A ProPublica investigation published last month documented something troubling: parents across the country are declining a simple vitamin K shot for their newborns, and some of those babies are dying of preventable hemorrhages. The piece, like so much coverage of vaccine and medical hesitancy, frames the problem as misinformation. Parents are being misled. Parents need to be educated. If we could just get the right facts in front of them, the problem would stop.
I am a physician and maternal health researcher. I have read the studies. I know the data is unambiguous: intramuscular vitamin K at birth has been standard of care since 1961, it prevents a rare but devastating bleeding disorder, yet the percentage of infants not receiving the shot rose from under 3% in 2017 to over 5% by 2024.
But based on my experiences, the core of the problem is not misinformation. The parents who have declined the shot are not stupid. They are not malicious. They are people who have stopped trusting medical institutions, and we have given them reasons to.
The misinformation framing gets something fundamentally wrong about what is happening.
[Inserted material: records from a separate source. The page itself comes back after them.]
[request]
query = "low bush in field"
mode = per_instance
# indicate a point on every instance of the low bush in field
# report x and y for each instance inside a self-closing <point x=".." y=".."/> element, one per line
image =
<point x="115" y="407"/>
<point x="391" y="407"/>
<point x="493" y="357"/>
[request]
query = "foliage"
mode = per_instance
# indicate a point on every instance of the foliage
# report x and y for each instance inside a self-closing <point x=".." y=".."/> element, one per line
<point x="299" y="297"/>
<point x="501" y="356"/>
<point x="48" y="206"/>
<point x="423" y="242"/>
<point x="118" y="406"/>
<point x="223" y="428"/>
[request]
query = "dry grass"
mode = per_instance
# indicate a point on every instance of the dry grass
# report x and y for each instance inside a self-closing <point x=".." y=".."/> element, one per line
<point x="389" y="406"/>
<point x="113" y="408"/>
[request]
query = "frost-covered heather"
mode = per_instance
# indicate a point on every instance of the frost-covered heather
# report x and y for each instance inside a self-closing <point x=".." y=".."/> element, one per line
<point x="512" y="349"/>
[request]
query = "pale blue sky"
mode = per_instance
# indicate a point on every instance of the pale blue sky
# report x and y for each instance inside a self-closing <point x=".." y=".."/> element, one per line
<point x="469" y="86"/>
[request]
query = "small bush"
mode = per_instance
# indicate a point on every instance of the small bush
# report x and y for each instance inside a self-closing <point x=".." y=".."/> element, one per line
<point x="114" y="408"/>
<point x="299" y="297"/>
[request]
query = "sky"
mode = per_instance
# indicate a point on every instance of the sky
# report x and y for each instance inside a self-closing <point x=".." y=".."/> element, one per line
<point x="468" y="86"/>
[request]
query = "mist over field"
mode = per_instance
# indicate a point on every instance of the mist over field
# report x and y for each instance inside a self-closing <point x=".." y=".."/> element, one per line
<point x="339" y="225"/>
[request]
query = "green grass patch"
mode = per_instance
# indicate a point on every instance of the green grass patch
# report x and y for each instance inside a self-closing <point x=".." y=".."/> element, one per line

Misinformation implies a deficit, that parents are missing facts, and that supplying the facts will correct the problem. But anthropologists who study conspiracy theories and health rumors understand that misinformation does not spread in a vacuum. It spreads in the gaps left by broken trust, gaps created when institutions suppress information, when power dynamics silence patient concerns, when communities feel dismissed or harmed. You cannot fact-check your way out of a trust crisis.